With fatality rate as high as 50%, Ebola hemorrhagic fever (shortened as Ebola virus disease) is one of the most contagious diseases in the face of this planet. Ebola quickly spreads through direct contact and the most affected are health workers, family members and others in close contact with infected and deceased patients. The virus is transmitted via blood, body fluids and tissues of infected animals and people, according to World Health Organization.
The onset of symptoms can occur anywhere between 2 – 21 days and the symptoms include fever, fatigue, muscle pain, headache and sore throat usually followed by vomiting and diarrhea. The disease is characterized by impaired kidney and liver functions and also internal and external bleeding. The laboratory studies indicate lower blood cell and platelet counts with increased enzyme activity in liver. Ebola infections in human beings are assessed using different methods such as ELISA, serum neutralization, electron microscopy, cell culture and RT-PCR assay.
Based on available evidence, Patients (male partners) should abstain from sexual activities until their semen has twice tested negative. In some cases, safe sexual practices are recommended. Post testing negative twice, the survivors can resume sexual activities without the fear of transmission.
Since 2014, over 10,000 cases of Ebola infections have been reported in Liberia resulting in 4,800 deaths. In Western African region which includes Liberia, nearly 30,000 cases were reported against deaths of 11,000.
Currently, vaccines are under development for Ebola but it has not been fully tested for safety or effectiveness.
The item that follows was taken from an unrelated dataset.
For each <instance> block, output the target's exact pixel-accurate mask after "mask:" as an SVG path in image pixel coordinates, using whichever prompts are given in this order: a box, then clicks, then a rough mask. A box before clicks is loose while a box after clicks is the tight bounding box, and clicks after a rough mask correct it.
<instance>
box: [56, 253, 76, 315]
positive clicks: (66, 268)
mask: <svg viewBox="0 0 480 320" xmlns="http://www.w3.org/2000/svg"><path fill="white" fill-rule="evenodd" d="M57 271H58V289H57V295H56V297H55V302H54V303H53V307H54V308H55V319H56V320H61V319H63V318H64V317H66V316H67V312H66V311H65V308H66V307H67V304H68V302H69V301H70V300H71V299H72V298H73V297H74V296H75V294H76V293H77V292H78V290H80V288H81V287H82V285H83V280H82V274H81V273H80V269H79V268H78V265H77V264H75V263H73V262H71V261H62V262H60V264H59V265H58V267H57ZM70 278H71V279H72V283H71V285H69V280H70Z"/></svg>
The survival of the patient currently depends on the effectiveness of the supportive care in treating the symptoms of Ebola and complications as they appear.
The treatment usually includes providing intravenous fluids and electrolytes. Also, it involves maintaining stable oxygen levels in the blood. Patients who survive Ebola develop antibodies that last for at least 10 years. However, there are cases where patients have developed long-term complications such as joint and vision problems.
To avoid transmission, healthcare workers are required to take necessary precautions such as basic hand hygiene, respiratory hygiene, and use of personal protective equipment, safe injection practices and safe burial practices. Also, it is of paramount importance to apply extra infection control measures to prevent contact with the patient’s blood and body fluids. Samples taken for laboratory tests need to be handled with utmost care and must be handled by only trained staff and processed in suitably equipped laboratories.
The World Healthcare Organization (WHO) aims to prevent Ebola outbreaks by maintaining surveillance for Ebola virus disease and support preparedness plans for at-risk countries. Usually, the support system provided by WHO includes surveillance, community engagement, case management, laboratory services, contact tracing, infection control, logistical support and training and assistance with safe burial practices.
The potential vaccines under trial (fast tracked by approving authorities) are currently developed by drug majors GlaxoSmithKline (in collaboration with the National Institutes of Health) and the Public Health Agency of Canada in collaboration with Merck. The third team to enter the race for Ebola vaccine is Johnson and Johnson and its ally Bavarian Nordic.